Paylaşım kültürü ve sıcak sosyal ilişkileriyle bilinen Türk toplumunda da son yıllarda bireyler arasındaki mesafenin arttığı gözleniyor. Sanal iletişimin günlük hayatın merkezine yerleşmesiyle birlikte, insanlar yüz yüze ilişkilerden uzaklaşırken yalnızlık duygusu da belirgin şekilde yükseliyor. Uzmanlara göre bu durum, toplumun genel psikolojisini olumsuz etkiliyor.

Aile ve arkadaşlarla kurulan bağların psikolojik sağlık açısından hayati önem taşıdığına dikkat çeken raporda, sosyal izolasyon; sigara, alkol tüketimi, obezite gibi diğer halk sağlığı tehditleriyle aynı kategoride değerlendiriliyor.

“Gerçek bağlar yerini dijital onaya bıraktıkça yalnızlık derinleşiyor”

Hikayelerle Hayat Terapisi kitabının yazarı Dr. Hülya İskenderoğlu Bahat, modern dünyanın çelişkisini şöyle özetledi:

“İnsanlık tarihinde hiç olmadığı kadar bağlantılıyız; ancak kendimizi hiç bu kadar yalnız hissetmedik. Ceplerimizde dev ağlar taşıyoruz. Bir mesaj atabilir, görüntülü görüşebilir ya da dünyanın diğer ucundaki bir gönderiyi beğenebiliriz. Ama ekranların ardında yaşamak yerine, gerçek hayatta birbirimize dokunmak, konuşmak ve paylaşmak çok daha değerli.”
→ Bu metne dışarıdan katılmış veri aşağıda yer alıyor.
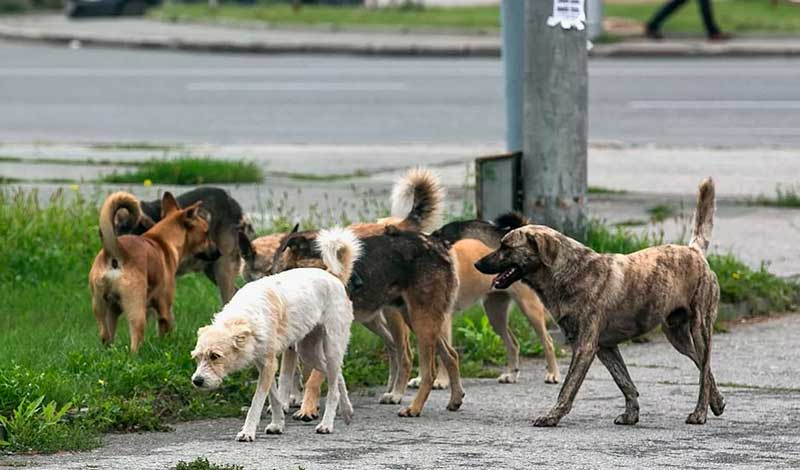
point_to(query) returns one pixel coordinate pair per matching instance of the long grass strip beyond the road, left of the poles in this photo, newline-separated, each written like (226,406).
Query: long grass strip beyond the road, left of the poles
(478,18)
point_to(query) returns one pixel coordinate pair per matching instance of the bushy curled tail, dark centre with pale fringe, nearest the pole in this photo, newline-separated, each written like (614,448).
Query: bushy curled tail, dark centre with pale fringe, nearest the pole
(418,199)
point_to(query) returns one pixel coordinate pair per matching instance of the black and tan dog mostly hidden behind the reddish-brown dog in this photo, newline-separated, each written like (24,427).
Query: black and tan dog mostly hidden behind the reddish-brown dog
(225,221)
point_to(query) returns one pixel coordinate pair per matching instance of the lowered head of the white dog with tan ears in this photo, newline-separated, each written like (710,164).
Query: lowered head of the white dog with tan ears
(221,350)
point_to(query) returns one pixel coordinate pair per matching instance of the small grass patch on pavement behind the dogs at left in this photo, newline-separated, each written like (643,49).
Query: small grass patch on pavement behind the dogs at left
(190,171)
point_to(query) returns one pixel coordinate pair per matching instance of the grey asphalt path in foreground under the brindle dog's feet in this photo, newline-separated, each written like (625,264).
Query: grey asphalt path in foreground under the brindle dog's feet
(755,366)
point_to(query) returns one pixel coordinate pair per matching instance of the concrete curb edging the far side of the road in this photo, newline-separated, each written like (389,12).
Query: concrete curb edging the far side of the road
(293,45)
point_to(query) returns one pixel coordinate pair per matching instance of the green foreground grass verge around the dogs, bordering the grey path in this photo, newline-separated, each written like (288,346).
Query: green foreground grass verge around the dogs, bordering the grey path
(65,398)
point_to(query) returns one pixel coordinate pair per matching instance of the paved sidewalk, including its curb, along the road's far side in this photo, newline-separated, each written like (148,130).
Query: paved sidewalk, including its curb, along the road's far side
(214,37)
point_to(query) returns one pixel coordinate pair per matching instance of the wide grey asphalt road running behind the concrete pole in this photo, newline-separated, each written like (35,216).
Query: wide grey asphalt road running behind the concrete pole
(58,94)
Dr. Bahat’a göre, sosyal medyanın sunduğu beğeniler, takipçiler ve kısa etkileşimlerin yarattığı geçici mutluluk, derin ve kalıcı ilişkelerin yerini alamıyor:

“Dijital onaya bel bağladıkça, dopamin yüklü anlar arttıkça duygusal boşluk da büyüyor. Sosyal medya bizi bağlamak için inşa edildi ama ironik bir şekilde yalnızlaştırıyor. Gerçek dostluklar yüzeysel paylaşımlara indirgeniyor.”